Over the past several months, headlines all over the world have alerted us to the recessionary fallout from the sub-prime, liquidity, and credit crises; and the housing bubble. Many believe that all of the above created a perfect storm that the Federal Reserve can tame.
If we allow history to be our sage, however, the crisis we're approaching is one of systemic short-sightedness, and the remedy does not reside in legislation or a government bailout. Rather, companies must be willing to confront their mistakes and make public resolutions for a lasting fix. In this scenario, the opportunity for corporate and financial communicators can be harvested from the lessons of the past.
Over the past three decades, each economic meltdown has been iterative in its resemblance to the next one to come. In the 1980s, it was speculative real estate lending; in the 1990s, it was the dot-com bubble; and in the millennium it was Enron, Tyco, and WorldComm. In the aftermath of each, the outcry from regulators, consumers, and politicians had similarities. And, after each, there was at least one company sacrificed as a permanent memorial to the myopia. First it was Lincoln Savings & Loan, then it was Arthur Anderson, and now it's Bear Stearns.
Each of these seismic business seizures was predictable both in hindsight and foresight. Residing in each generational failure was shaky business models, poor business and communications transparency, and paltry risk management protocols. At the same time, however, the tipping point that fueled market excitement and growth represented a genuine, organic opportunity, if managed and communicated honestly.
Perhaps Charles Prince, the former CEO of Citigroup, summarized it best when commenting on structured finance and other off-balance sheet vehicles, "When the music stops... things will get complicated.
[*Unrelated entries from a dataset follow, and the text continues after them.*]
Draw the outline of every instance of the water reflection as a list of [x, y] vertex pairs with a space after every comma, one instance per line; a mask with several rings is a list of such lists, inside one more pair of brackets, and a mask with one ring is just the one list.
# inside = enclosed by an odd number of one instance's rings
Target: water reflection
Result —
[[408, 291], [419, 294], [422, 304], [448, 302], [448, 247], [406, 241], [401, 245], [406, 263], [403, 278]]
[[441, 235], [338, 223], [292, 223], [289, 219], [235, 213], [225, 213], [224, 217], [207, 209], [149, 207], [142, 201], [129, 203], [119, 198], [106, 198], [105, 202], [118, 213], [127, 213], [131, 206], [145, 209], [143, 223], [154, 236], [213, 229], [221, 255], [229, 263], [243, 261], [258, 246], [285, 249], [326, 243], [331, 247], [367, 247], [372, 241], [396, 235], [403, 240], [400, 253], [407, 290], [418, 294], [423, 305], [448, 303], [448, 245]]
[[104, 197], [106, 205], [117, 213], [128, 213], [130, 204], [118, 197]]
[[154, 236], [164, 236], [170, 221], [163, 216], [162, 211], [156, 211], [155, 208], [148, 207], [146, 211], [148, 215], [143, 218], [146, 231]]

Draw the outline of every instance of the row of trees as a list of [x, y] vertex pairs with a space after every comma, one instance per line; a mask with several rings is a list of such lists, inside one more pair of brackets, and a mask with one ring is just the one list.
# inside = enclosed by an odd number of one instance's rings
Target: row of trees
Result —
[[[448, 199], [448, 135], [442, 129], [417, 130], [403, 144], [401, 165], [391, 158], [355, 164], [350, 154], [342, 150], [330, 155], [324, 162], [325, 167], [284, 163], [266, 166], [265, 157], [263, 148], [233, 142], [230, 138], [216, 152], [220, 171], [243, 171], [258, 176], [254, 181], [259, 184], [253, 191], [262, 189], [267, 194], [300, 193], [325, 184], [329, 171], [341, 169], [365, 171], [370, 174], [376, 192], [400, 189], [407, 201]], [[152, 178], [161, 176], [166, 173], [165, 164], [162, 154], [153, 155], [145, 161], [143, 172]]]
But as long as the music is playing, you've got to get up and dance." It is the "complicated" part that has kept many hiding underneath the corporate covers rather than seeking opportunities to be thought leaders.
While the legislative and executive branches of government and the Federal Reserve mull over solutions to our latest economic predicament, it is incumbent on those that seek to survive and thrive in tact to do the following:
Always have a steady eye on opportunity and the speed limit. Develop and communicate internal and external standards for embracing market opportunity and business growth with clear recognition of the appropriate risk.
Be clear that critical stakeholders are watching closely and expect more information on risk management. Clearly explain your top-line risk management protocols in terms that enable the investment community and regulators to form conclusions they can use to make in-formed decisions. If rating agencies are beginning to expect it, be sure stakeholders already do.
Create an 18-month plan and be publicly accountable for it. Establish incremental goals in managing and embracing risk, and share the plan with those willing to listen.
Like all economic crises, this will pass. And companies that decide where it intends to be a year from now will gain in the long run.
Harlan Loeb is a managing director at FD, the strategic communications unit of FTI Consulting, and is an adjunct professor of law at Northwestern Law School.